Keine Ersatzhaftung des Vaters
Das Gericht stellte außerdem klar: Eine Ersatzhaftung des betreuenden Elternteils (hier: des Vaters, bei dem die Tochter lebte) kommt nur in Betracht, wenn dessen Einkommen das Dreifache des Einkommens des unterhaltspflichtigen Elternteils übersteigt. Dies war hier nicht der Fall. Der Vater musste daher nicht für den Barunterhalt aufkommen.
Fazit: Erwerbsobliegenheit endet nicht bei Teilzeitarbeit
Die Entscheidung des OLG Koblenz macht deutlich:
Elternteile, die unterhaltspflichtig sind, können sich nicht allein auf ihre bestehende Teilzeitbeschäftigung berufen. Vielmehr sind sie verpflichtet, alle zumutbaren Möglichkeiten auszuschöpfen, um den Unterhalt für ihr Kind sicherzustellen. Dazu gehört auch die ernsthafte und nachweisbare Suche nach einer zusätzlichen Beschäftigung.
Familiäre Belastungen, wie die Betreuung eines fast 12-jährigen Kindes oder eine Schwangerschaft, ändern an dieser Verpflichtung grundsätzlich nichts.
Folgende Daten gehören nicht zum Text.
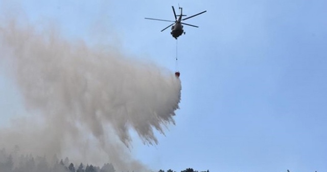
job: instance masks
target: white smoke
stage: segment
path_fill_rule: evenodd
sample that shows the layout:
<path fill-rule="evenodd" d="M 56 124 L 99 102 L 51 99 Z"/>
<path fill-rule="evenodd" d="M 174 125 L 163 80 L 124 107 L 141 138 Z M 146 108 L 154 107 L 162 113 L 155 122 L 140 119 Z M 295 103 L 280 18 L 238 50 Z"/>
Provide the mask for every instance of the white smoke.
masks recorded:
<path fill-rule="evenodd" d="M 0 62 L 11 66 L 30 115 L 0 128 L 0 147 L 17 145 L 50 157 L 69 154 L 94 163 L 105 158 L 119 170 L 147 170 L 126 148 L 129 130 L 145 144 L 158 144 L 154 129 L 164 134 L 164 126 L 175 123 L 179 79 L 123 50 L 68 41 L 55 30 L 2 23 Z"/>

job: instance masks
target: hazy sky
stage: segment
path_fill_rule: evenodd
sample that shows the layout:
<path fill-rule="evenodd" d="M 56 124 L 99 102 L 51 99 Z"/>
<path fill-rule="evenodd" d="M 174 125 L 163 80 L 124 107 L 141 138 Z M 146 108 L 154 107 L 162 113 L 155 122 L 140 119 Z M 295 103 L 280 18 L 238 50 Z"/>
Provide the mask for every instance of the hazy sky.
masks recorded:
<path fill-rule="evenodd" d="M 144 17 L 172 20 L 178 3 L 188 15 L 207 10 L 185 21 L 199 28 L 184 26 L 178 38 L 176 125 L 157 134 L 155 146 L 135 137 L 134 157 L 177 171 L 327 170 L 326 1 L 0 2 L 2 10 L 37 27 L 52 23 L 68 40 L 114 42 L 172 72 L 176 40 L 169 29 L 160 32 L 170 23 Z M 5 125 L 25 110 L 10 67 L 0 62 Z"/>

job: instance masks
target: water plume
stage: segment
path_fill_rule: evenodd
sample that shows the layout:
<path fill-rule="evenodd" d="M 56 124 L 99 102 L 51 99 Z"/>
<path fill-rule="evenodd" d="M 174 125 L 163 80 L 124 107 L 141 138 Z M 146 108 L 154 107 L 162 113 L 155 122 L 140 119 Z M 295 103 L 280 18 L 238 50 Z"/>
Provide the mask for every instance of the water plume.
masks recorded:
<path fill-rule="evenodd" d="M 158 144 L 154 130 L 164 134 L 163 127 L 175 123 L 179 79 L 123 50 L 69 41 L 55 29 L 1 23 L 0 62 L 11 66 L 28 115 L 0 128 L 0 146 L 94 163 L 105 157 L 119 170 L 147 169 L 126 148 L 129 131 L 145 144 Z"/>

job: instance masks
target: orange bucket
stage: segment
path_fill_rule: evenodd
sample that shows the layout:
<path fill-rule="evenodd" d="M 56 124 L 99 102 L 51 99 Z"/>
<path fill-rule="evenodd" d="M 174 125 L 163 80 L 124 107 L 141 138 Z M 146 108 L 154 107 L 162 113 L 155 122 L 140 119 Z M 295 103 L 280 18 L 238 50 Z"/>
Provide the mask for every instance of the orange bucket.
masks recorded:
<path fill-rule="evenodd" d="M 175 76 L 179 78 L 179 75 L 180 75 L 180 73 L 179 73 L 179 72 L 175 72 Z"/>

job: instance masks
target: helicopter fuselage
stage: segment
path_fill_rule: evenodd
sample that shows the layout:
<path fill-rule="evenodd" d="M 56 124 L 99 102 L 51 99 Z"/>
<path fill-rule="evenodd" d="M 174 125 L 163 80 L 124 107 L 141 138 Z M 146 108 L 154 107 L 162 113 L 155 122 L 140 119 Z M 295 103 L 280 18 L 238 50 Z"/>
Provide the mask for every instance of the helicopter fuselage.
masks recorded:
<path fill-rule="evenodd" d="M 174 37 L 176 39 L 177 39 L 177 37 L 181 35 L 183 33 L 185 34 L 185 32 L 184 32 L 184 30 L 183 30 L 182 25 L 188 25 L 188 26 L 192 26 L 196 28 L 199 27 L 198 26 L 190 25 L 190 24 L 186 24 L 185 23 L 183 23 L 182 21 L 186 20 L 189 18 L 192 18 L 193 17 L 195 17 L 197 15 L 200 15 L 202 13 L 203 13 L 206 12 L 206 11 L 204 11 L 199 13 L 196 14 L 195 15 L 193 15 L 190 17 L 182 19 L 182 16 L 186 16 L 186 15 L 183 15 L 183 8 L 179 7 L 179 9 L 180 10 L 180 14 L 179 15 L 176 15 L 176 12 L 175 12 L 175 9 L 174 8 L 174 6 L 172 6 L 172 8 L 173 9 L 173 12 L 174 12 L 174 16 L 175 17 L 174 21 L 161 19 L 152 18 L 146 18 L 146 17 L 145 18 L 145 19 L 164 21 L 164 22 L 173 22 L 173 24 L 167 26 L 165 29 L 162 29 L 161 31 L 162 32 L 163 31 L 165 30 L 166 29 L 169 28 L 170 26 L 172 26 L 171 32 L 170 32 L 170 34 L 172 35 L 172 36 L 173 36 L 173 37 Z M 177 16 L 178 16 L 178 18 L 177 18 Z"/>
<path fill-rule="evenodd" d="M 170 32 L 170 34 L 175 39 L 177 39 L 177 37 L 184 32 L 183 30 L 183 25 L 180 23 L 176 23 L 175 25 L 172 26 L 172 31 Z"/>

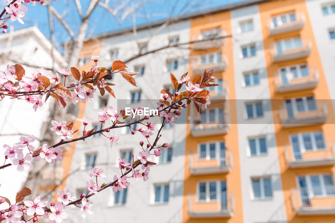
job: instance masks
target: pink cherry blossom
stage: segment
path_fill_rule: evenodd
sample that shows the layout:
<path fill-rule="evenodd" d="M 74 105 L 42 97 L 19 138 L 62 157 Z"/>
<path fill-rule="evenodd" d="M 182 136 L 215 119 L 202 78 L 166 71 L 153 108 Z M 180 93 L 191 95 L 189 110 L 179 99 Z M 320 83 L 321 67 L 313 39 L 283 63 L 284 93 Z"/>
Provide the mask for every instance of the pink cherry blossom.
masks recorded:
<path fill-rule="evenodd" d="M 60 137 L 61 139 L 63 140 L 67 139 L 70 139 L 73 138 L 72 134 L 74 132 L 74 130 L 68 130 L 67 128 L 62 127 L 60 131 L 56 132 L 56 134 Z"/>
<path fill-rule="evenodd" d="M 87 184 L 87 189 L 88 190 L 94 194 L 97 193 L 98 192 L 97 191 L 100 190 L 100 186 L 96 185 L 93 180 L 91 180 L 89 182 L 88 181 L 87 181 L 86 184 Z"/>
<path fill-rule="evenodd" d="M 139 156 L 137 156 L 136 157 L 138 159 L 141 160 L 141 162 L 142 164 L 145 164 L 147 161 L 152 161 L 152 158 L 150 157 L 150 151 L 146 151 L 142 152 L 140 152 Z"/>
<path fill-rule="evenodd" d="M 93 201 L 87 202 L 87 200 L 85 198 L 83 198 L 81 199 L 81 207 L 80 208 L 80 210 L 83 212 L 81 215 L 83 218 L 86 217 L 87 213 L 90 215 L 93 214 L 93 209 L 91 207 L 93 205 Z"/>
<path fill-rule="evenodd" d="M 106 175 L 104 174 L 104 172 L 105 170 L 103 168 L 94 167 L 91 171 L 91 172 L 89 175 L 90 176 L 97 176 L 98 177 L 106 178 L 107 177 L 106 176 Z"/>
<path fill-rule="evenodd" d="M 43 215 L 44 214 L 43 208 L 46 206 L 48 204 L 48 202 L 46 201 L 41 201 L 41 196 L 35 198 L 34 201 L 25 201 L 23 203 L 24 205 L 28 207 L 27 209 L 27 215 L 32 215 L 35 213 L 39 215 Z"/>
<path fill-rule="evenodd" d="M 22 172 L 24 169 L 31 170 L 32 169 L 32 164 L 29 161 L 32 158 L 32 156 L 30 153 L 27 153 L 23 157 L 23 153 L 19 153 L 17 154 L 17 158 L 14 158 L 12 160 L 12 164 L 14 166 L 17 166 L 17 171 Z"/>
<path fill-rule="evenodd" d="M 19 153 L 22 153 L 23 150 L 19 149 L 20 146 L 14 145 L 13 147 L 10 146 L 7 144 L 3 145 L 3 147 L 5 150 L 5 155 L 7 156 L 7 158 L 14 158 L 15 157 L 15 154 Z"/>
<path fill-rule="evenodd" d="M 194 93 L 197 91 L 200 91 L 202 90 L 202 88 L 200 88 L 200 86 L 198 84 L 193 84 L 191 81 L 189 81 L 188 84 L 188 86 L 186 86 L 186 90 Z"/>
<path fill-rule="evenodd" d="M 111 137 L 111 148 L 113 149 L 113 145 L 115 145 L 115 146 L 118 144 L 118 142 L 119 141 L 119 138 L 120 138 L 120 135 L 118 133 L 116 133 L 113 136 L 113 137 Z"/>
<path fill-rule="evenodd" d="M 180 84 L 182 84 L 183 83 L 185 82 L 187 82 L 187 81 L 190 80 L 190 77 L 188 76 L 186 76 L 182 78 L 181 78 L 180 80 L 178 81 L 178 83 Z"/>
<path fill-rule="evenodd" d="M 64 128 L 67 128 L 66 127 L 66 122 L 64 121 L 60 121 L 59 122 L 53 120 L 51 121 L 51 125 L 53 125 L 53 127 L 50 129 L 53 132 L 60 131 L 62 129 L 62 127 Z"/>
<path fill-rule="evenodd" d="M 172 113 L 169 113 L 166 114 L 165 113 L 164 115 L 164 117 L 166 119 L 168 122 L 170 123 L 171 125 L 175 125 L 175 122 L 176 122 L 178 120 L 178 118 L 175 117 L 174 115 Z"/>
<path fill-rule="evenodd" d="M 65 212 L 65 209 L 66 206 L 62 204 L 62 202 L 57 202 L 55 206 L 52 206 L 50 210 L 52 213 L 49 216 L 50 220 L 54 220 L 57 223 L 60 223 L 63 219 L 69 217 L 69 215 Z"/>
<path fill-rule="evenodd" d="M 150 137 L 150 136 L 152 136 L 153 135 L 153 133 L 151 131 L 145 131 L 142 133 L 142 135 L 147 139 Z"/>
<path fill-rule="evenodd" d="M 77 118 L 77 120 L 78 120 L 79 122 L 81 122 L 84 124 L 84 126 L 87 126 L 88 124 L 93 124 L 94 123 L 94 122 L 92 121 L 92 119 L 91 118 L 87 118 L 85 116 L 83 116 L 81 117 L 81 119 L 79 119 Z"/>
<path fill-rule="evenodd" d="M 72 195 L 71 193 L 70 189 L 67 189 L 65 192 L 61 190 L 57 190 L 57 194 L 61 195 L 61 197 L 57 198 L 57 200 L 59 202 L 63 202 L 65 205 L 69 204 L 70 201 L 76 200 L 76 196 Z"/>
<path fill-rule="evenodd" d="M 137 181 L 141 181 L 141 178 L 142 177 L 142 175 L 140 173 L 140 170 L 138 169 L 135 170 L 134 168 L 132 168 L 131 172 L 133 174 L 133 177 L 136 179 Z"/>
<path fill-rule="evenodd" d="M 125 168 L 126 168 L 127 167 L 129 166 L 129 165 L 130 165 L 130 163 L 127 162 L 127 158 L 124 158 L 123 159 L 119 158 L 118 160 L 119 166 L 120 167 L 120 169 L 121 169 Z"/>

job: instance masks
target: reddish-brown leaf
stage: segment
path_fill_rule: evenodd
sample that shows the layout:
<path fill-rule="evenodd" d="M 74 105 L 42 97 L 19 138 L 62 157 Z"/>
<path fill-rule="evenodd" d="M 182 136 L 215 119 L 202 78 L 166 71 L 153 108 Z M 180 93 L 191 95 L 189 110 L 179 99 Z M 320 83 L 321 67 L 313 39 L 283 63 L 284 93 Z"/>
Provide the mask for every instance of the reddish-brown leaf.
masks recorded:
<path fill-rule="evenodd" d="M 71 67 L 71 73 L 72 73 L 72 75 L 73 75 L 73 77 L 79 81 L 79 80 L 80 79 L 80 72 L 79 72 L 78 69 L 74 67 Z"/>
<path fill-rule="evenodd" d="M 17 64 L 14 65 L 14 67 L 15 68 L 15 75 L 17 77 L 16 79 L 18 81 L 20 81 L 25 72 L 24 69 L 21 65 Z"/>
<path fill-rule="evenodd" d="M 171 72 L 170 72 L 170 77 L 171 78 L 171 83 L 172 83 L 172 87 L 173 87 L 175 90 L 177 92 L 178 91 L 178 86 L 179 85 L 178 81 L 177 80 L 177 79 L 176 78 L 176 77 L 173 75 L 173 74 Z"/>
<path fill-rule="evenodd" d="M 121 74 L 122 75 L 122 76 L 123 77 L 123 78 L 127 80 L 127 81 L 128 81 L 128 82 L 129 82 L 135 87 L 137 87 L 137 86 L 136 86 L 136 82 L 135 81 L 135 79 L 134 79 L 133 77 L 131 76 L 129 74 L 127 74 L 126 73 L 122 72 L 121 72 Z"/>
<path fill-rule="evenodd" d="M 112 72 L 116 70 L 121 70 L 125 69 L 127 68 L 127 66 L 121 60 L 117 60 L 113 62 L 113 64 L 112 65 Z"/>
<path fill-rule="evenodd" d="M 23 187 L 20 191 L 16 193 L 16 196 L 15 198 L 16 202 L 15 204 L 22 201 L 23 201 L 23 199 L 24 199 L 25 197 L 31 194 L 31 191 L 30 190 L 30 189 L 25 187 Z"/>

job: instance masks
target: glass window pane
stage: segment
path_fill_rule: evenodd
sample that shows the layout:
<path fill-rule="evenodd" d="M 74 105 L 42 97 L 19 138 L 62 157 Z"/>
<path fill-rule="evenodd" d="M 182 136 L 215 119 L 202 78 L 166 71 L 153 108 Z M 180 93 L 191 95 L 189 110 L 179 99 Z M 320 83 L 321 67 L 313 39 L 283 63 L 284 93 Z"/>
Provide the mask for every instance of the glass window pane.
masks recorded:
<path fill-rule="evenodd" d="M 256 104 L 256 114 L 257 117 L 263 116 L 263 106 L 262 103 Z"/>
<path fill-rule="evenodd" d="M 251 155 L 256 155 L 256 140 L 255 139 L 249 140 L 249 146 L 250 148 L 250 154 Z"/>
<path fill-rule="evenodd" d="M 264 194 L 266 198 L 272 197 L 272 187 L 271 185 L 271 179 L 268 178 L 263 179 L 264 183 Z"/>
<path fill-rule="evenodd" d="M 249 86 L 250 85 L 250 75 L 244 75 L 244 82 L 246 83 L 246 86 Z"/>
<path fill-rule="evenodd" d="M 265 142 L 265 139 L 259 139 L 259 146 L 261 149 L 261 153 L 266 153 L 266 143 Z"/>
<path fill-rule="evenodd" d="M 155 189 L 155 202 L 160 201 L 160 186 L 156 186 Z"/>
<path fill-rule="evenodd" d="M 254 197 L 255 198 L 261 197 L 261 184 L 259 180 L 253 180 L 252 189 L 254 191 Z"/>
<path fill-rule="evenodd" d="M 164 186 L 164 198 L 163 201 L 164 202 L 169 202 L 169 185 Z"/>
<path fill-rule="evenodd" d="M 259 83 L 259 76 L 258 73 L 254 74 L 254 84 L 258 84 Z"/>
<path fill-rule="evenodd" d="M 253 117 L 254 114 L 253 112 L 252 105 L 248 104 L 247 105 L 247 113 L 248 115 L 248 118 Z"/>

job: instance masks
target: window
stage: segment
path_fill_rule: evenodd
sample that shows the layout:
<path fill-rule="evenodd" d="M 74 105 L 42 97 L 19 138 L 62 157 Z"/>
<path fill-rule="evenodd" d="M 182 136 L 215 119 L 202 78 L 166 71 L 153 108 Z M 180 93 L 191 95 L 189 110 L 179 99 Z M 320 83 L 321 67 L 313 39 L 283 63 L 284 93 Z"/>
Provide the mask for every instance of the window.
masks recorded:
<path fill-rule="evenodd" d="M 302 48 L 303 44 L 300 36 L 289 38 L 276 41 L 275 42 L 277 54 L 279 55 L 285 51 Z"/>
<path fill-rule="evenodd" d="M 301 78 L 310 76 L 309 69 L 306 64 L 281 67 L 279 70 L 283 84 L 288 83 L 293 79 Z"/>
<path fill-rule="evenodd" d="M 155 185 L 155 203 L 167 203 L 169 202 L 169 185 Z"/>
<path fill-rule="evenodd" d="M 144 74 L 144 66 L 141 65 L 136 66 L 134 67 L 134 72 L 138 72 L 137 75 L 142 76 Z"/>
<path fill-rule="evenodd" d="M 325 15 L 335 13 L 335 2 L 323 5 L 322 8 L 322 13 Z"/>
<path fill-rule="evenodd" d="M 222 202 L 222 208 L 226 204 L 227 185 L 226 181 L 207 181 L 198 184 L 198 200 L 199 201 L 210 202 L 213 200 Z"/>
<path fill-rule="evenodd" d="M 85 156 L 85 169 L 91 169 L 93 168 L 95 165 L 96 154 L 86 154 Z"/>
<path fill-rule="evenodd" d="M 263 117 L 263 105 L 262 102 L 248 104 L 246 106 L 248 119 Z"/>
<path fill-rule="evenodd" d="M 200 57 L 201 64 L 221 64 L 222 63 L 222 54 L 221 52 L 203 54 Z"/>
<path fill-rule="evenodd" d="M 297 177 L 301 199 L 305 205 L 310 205 L 310 199 L 314 197 L 335 195 L 332 174 L 305 175 Z"/>
<path fill-rule="evenodd" d="M 159 163 L 170 162 L 172 159 L 172 148 L 161 148 L 160 151 L 162 154 L 159 157 Z"/>
<path fill-rule="evenodd" d="M 249 19 L 240 22 L 240 32 L 244 32 L 254 30 L 254 24 L 252 19 Z"/>
<path fill-rule="evenodd" d="M 178 59 L 169 60 L 166 61 L 166 67 L 168 71 L 170 71 L 176 70 L 178 68 Z"/>
<path fill-rule="evenodd" d="M 246 73 L 244 74 L 245 86 L 257 85 L 259 84 L 259 75 L 257 72 Z"/>
<path fill-rule="evenodd" d="M 170 36 L 169 38 L 169 44 L 174 45 L 179 43 L 179 36 L 176 35 L 174 36 Z"/>
<path fill-rule="evenodd" d="M 322 132 L 293 134 L 290 136 L 290 139 L 293 155 L 297 160 L 302 159 L 302 154 L 305 152 L 317 151 L 326 149 Z"/>
<path fill-rule="evenodd" d="M 221 36 L 221 28 L 219 27 L 201 31 L 201 39 L 214 39 Z"/>
<path fill-rule="evenodd" d="M 253 178 L 251 181 L 254 199 L 264 199 L 273 197 L 271 178 Z"/>
<path fill-rule="evenodd" d="M 118 191 L 114 193 L 114 204 L 115 205 L 123 205 L 126 204 L 128 188 L 123 188 L 123 191 Z"/>
<path fill-rule="evenodd" d="M 295 12 L 290 12 L 274 15 L 271 18 L 271 27 L 275 28 L 296 21 Z"/>
<path fill-rule="evenodd" d="M 99 107 L 104 107 L 107 106 L 107 104 L 108 102 L 108 97 L 103 97 L 103 96 L 99 96 Z"/>
<path fill-rule="evenodd" d="M 131 103 L 138 102 L 141 100 L 141 91 L 133 91 L 130 93 Z"/>
<path fill-rule="evenodd" d="M 249 147 L 251 156 L 259 156 L 267 153 L 266 140 L 265 137 L 249 139 Z"/>
<path fill-rule="evenodd" d="M 250 57 L 256 55 L 256 47 L 255 44 L 242 47 L 242 55 L 243 58 Z"/>
<path fill-rule="evenodd" d="M 222 124 L 224 121 L 224 113 L 223 108 L 207 109 L 203 111 L 200 115 L 201 123 Z"/>
<path fill-rule="evenodd" d="M 332 40 L 335 40 L 335 30 L 329 30 L 329 37 Z"/>

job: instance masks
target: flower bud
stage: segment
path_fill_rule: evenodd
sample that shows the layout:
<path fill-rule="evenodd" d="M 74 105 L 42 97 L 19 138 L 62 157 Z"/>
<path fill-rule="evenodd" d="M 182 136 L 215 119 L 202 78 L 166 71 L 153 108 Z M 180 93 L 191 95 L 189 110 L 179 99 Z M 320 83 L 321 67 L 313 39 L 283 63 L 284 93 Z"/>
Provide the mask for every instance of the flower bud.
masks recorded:
<path fill-rule="evenodd" d="M 159 156 L 159 155 L 162 154 L 162 151 L 160 151 L 159 148 L 155 150 L 154 152 L 155 155 L 156 156 Z"/>

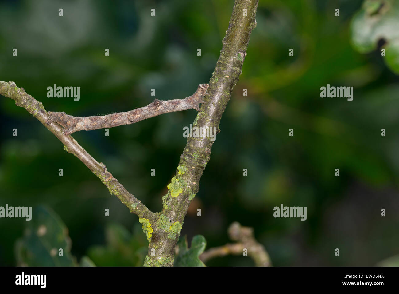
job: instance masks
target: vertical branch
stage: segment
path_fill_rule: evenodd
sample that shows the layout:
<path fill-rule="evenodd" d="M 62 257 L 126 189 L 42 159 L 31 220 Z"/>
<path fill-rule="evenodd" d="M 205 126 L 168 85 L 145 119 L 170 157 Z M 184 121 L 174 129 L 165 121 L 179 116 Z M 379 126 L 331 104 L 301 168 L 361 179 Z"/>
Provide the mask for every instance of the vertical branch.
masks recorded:
<path fill-rule="evenodd" d="M 210 131 L 215 130 L 217 133 L 220 132 L 220 119 L 241 74 L 249 37 L 256 26 L 255 16 L 258 2 L 258 0 L 235 0 L 229 28 L 222 41 L 220 56 L 209 82 L 208 94 L 193 126 Z M 175 228 L 181 228 L 190 202 L 200 190 L 200 180 L 210 158 L 213 140 L 206 136 L 188 138 L 176 177 L 168 186 L 168 194 L 163 198 L 163 208 L 160 220 L 169 220 L 177 224 Z M 179 234 L 170 238 L 168 228 L 159 223 L 154 226 L 156 228 L 152 234 L 144 265 L 173 266 Z M 151 254 L 153 248 L 156 248 L 154 256 Z M 162 264 L 160 260 L 162 260 Z"/>

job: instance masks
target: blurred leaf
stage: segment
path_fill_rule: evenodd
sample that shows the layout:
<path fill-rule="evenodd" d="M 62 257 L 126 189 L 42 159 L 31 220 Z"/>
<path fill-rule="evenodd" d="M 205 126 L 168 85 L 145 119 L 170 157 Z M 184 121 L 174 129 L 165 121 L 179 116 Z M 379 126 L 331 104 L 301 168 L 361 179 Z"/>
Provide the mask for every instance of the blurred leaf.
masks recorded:
<path fill-rule="evenodd" d="M 92 246 L 87 255 L 97 266 L 142 266 L 148 251 L 147 240 L 141 225 L 135 229 L 132 235 L 120 225 L 108 225 L 105 228 L 106 246 Z"/>
<path fill-rule="evenodd" d="M 193 237 L 190 249 L 186 236 L 179 240 L 178 245 L 179 253 L 175 258 L 175 266 L 205 266 L 198 258 L 206 246 L 206 240 L 203 236 L 197 235 Z"/>
<path fill-rule="evenodd" d="M 88 257 L 84 256 L 80 260 L 79 266 L 95 266 L 96 265 Z"/>
<path fill-rule="evenodd" d="M 399 73 L 399 1 L 366 0 L 354 16 L 351 30 L 354 46 L 362 53 L 375 50 L 379 40 L 384 39 L 385 62 Z"/>
<path fill-rule="evenodd" d="M 395 255 L 379 262 L 377 266 L 399 266 L 399 255 Z"/>
<path fill-rule="evenodd" d="M 17 240 L 15 252 L 18 266 L 76 266 L 71 254 L 72 242 L 68 229 L 51 209 L 35 208 L 32 219 L 27 222 L 25 236 Z M 59 255 L 60 248 L 63 256 Z"/>

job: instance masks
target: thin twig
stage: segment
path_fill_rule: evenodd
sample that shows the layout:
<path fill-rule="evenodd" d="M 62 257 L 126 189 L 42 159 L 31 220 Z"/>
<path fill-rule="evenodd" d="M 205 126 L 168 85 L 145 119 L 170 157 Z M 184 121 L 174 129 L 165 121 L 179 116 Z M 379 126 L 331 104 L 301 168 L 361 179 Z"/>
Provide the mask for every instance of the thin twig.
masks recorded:
<path fill-rule="evenodd" d="M 70 135 L 78 131 L 89 131 L 105 128 L 113 128 L 130 124 L 160 114 L 194 108 L 200 110 L 200 104 L 208 88 L 207 84 L 198 85 L 197 91 L 191 96 L 183 99 L 168 101 L 156 99 L 146 106 L 125 112 L 93 116 L 73 116 L 65 112 L 49 112 L 47 124 L 55 122 L 65 128 L 64 134 Z"/>
<path fill-rule="evenodd" d="M 265 247 L 255 239 L 252 228 L 243 226 L 235 222 L 230 225 L 228 231 L 230 239 L 237 242 L 228 243 L 223 246 L 208 249 L 200 256 L 200 259 L 203 262 L 215 257 L 228 254 L 240 255 L 246 249 L 248 256 L 252 258 L 257 266 L 271 266 L 269 255 Z"/>
<path fill-rule="evenodd" d="M 93 158 L 70 135 L 63 134 L 62 127 L 55 122 L 47 124 L 46 121 L 49 115 L 44 109 L 43 104 L 27 93 L 24 88 L 16 86 L 13 82 L 0 81 L 0 95 L 11 98 L 15 101 L 17 106 L 23 107 L 37 118 L 64 144 L 64 149 L 77 157 L 85 164 L 107 186 L 111 194 L 117 197 L 131 212 L 140 217 L 150 220 L 155 219 L 154 214 L 141 202 L 129 193 L 109 172 L 105 166 Z"/>

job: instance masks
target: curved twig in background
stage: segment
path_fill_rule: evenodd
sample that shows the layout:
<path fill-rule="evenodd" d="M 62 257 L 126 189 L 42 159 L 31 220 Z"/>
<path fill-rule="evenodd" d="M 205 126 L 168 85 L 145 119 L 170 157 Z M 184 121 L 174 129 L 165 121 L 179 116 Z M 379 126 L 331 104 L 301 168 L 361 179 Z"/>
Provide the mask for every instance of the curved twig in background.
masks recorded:
<path fill-rule="evenodd" d="M 242 255 L 247 249 L 248 256 L 255 262 L 257 266 L 271 266 L 271 262 L 265 247 L 255 239 L 253 229 L 241 226 L 239 223 L 233 223 L 229 227 L 229 236 L 237 243 L 227 243 L 223 246 L 208 249 L 200 256 L 204 263 L 215 257 L 221 257 L 229 254 Z"/>

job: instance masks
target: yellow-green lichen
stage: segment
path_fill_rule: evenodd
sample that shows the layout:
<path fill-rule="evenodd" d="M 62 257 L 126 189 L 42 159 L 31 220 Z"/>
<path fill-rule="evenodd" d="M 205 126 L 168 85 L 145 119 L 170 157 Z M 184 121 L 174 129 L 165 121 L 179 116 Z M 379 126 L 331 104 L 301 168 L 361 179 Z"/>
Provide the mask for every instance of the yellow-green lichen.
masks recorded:
<path fill-rule="evenodd" d="M 194 197 L 196 196 L 196 194 L 194 194 L 192 193 L 190 194 L 190 196 L 188 197 L 188 200 L 190 201 L 194 199 Z"/>
<path fill-rule="evenodd" d="M 140 224 L 143 224 L 143 232 L 147 236 L 147 240 L 149 242 L 151 242 L 151 237 L 152 235 L 152 228 L 151 226 L 150 220 L 148 218 L 139 218 L 138 221 Z"/>
<path fill-rule="evenodd" d="M 151 266 L 151 258 L 147 255 L 144 259 L 144 266 Z"/>
<path fill-rule="evenodd" d="M 170 191 L 170 196 L 172 197 L 177 197 L 183 192 L 183 189 L 179 183 L 179 179 L 176 179 L 176 176 L 172 178 L 172 182 L 168 185 L 168 188 Z"/>
<path fill-rule="evenodd" d="M 180 233 L 182 226 L 179 222 L 175 222 L 173 224 L 169 227 L 170 232 L 168 234 L 168 238 L 169 239 L 174 239 L 176 236 Z"/>

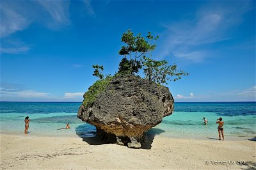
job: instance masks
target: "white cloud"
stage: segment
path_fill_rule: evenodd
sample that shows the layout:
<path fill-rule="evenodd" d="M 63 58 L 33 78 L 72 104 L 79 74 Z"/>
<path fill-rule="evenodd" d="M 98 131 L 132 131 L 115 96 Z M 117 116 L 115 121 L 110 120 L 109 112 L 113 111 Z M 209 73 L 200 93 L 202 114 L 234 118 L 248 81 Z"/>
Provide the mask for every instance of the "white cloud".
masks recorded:
<path fill-rule="evenodd" d="M 22 10 L 22 4 L 23 2 L 20 2 L 19 6 L 16 2 L 1 1 L 0 5 L 1 38 L 26 29 L 31 22 L 31 18 L 27 15 L 28 12 Z"/>
<path fill-rule="evenodd" d="M 242 22 L 243 15 L 252 9 L 251 3 L 210 3 L 187 19 L 164 24 L 166 30 L 162 35 L 164 38 L 159 56 L 173 55 L 189 63 L 200 63 L 212 57 L 212 52 L 202 45 L 232 38 L 227 33 Z"/>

Das Gericht betont ausdrücklich, dass auch während des Mutterschutzes unterhaltsrelevante Einkünfte bestehen bleiben und dass nach der Geburt ein vorrangiger Unterhaltsanspruch gegenüber dem neuen Kindsvater zu prüfen ist.
Für unterhaltspflichtige Eltern bedeutet dies: Wer seine Erwerbsobliegenheit nicht ernst nimmt, muss damit rechnen, dass ein höheres Einkommen fiktiv angerechnet wird – und damit letztlich auch höhere Unterhaltsforderungen auf ihn zukommen.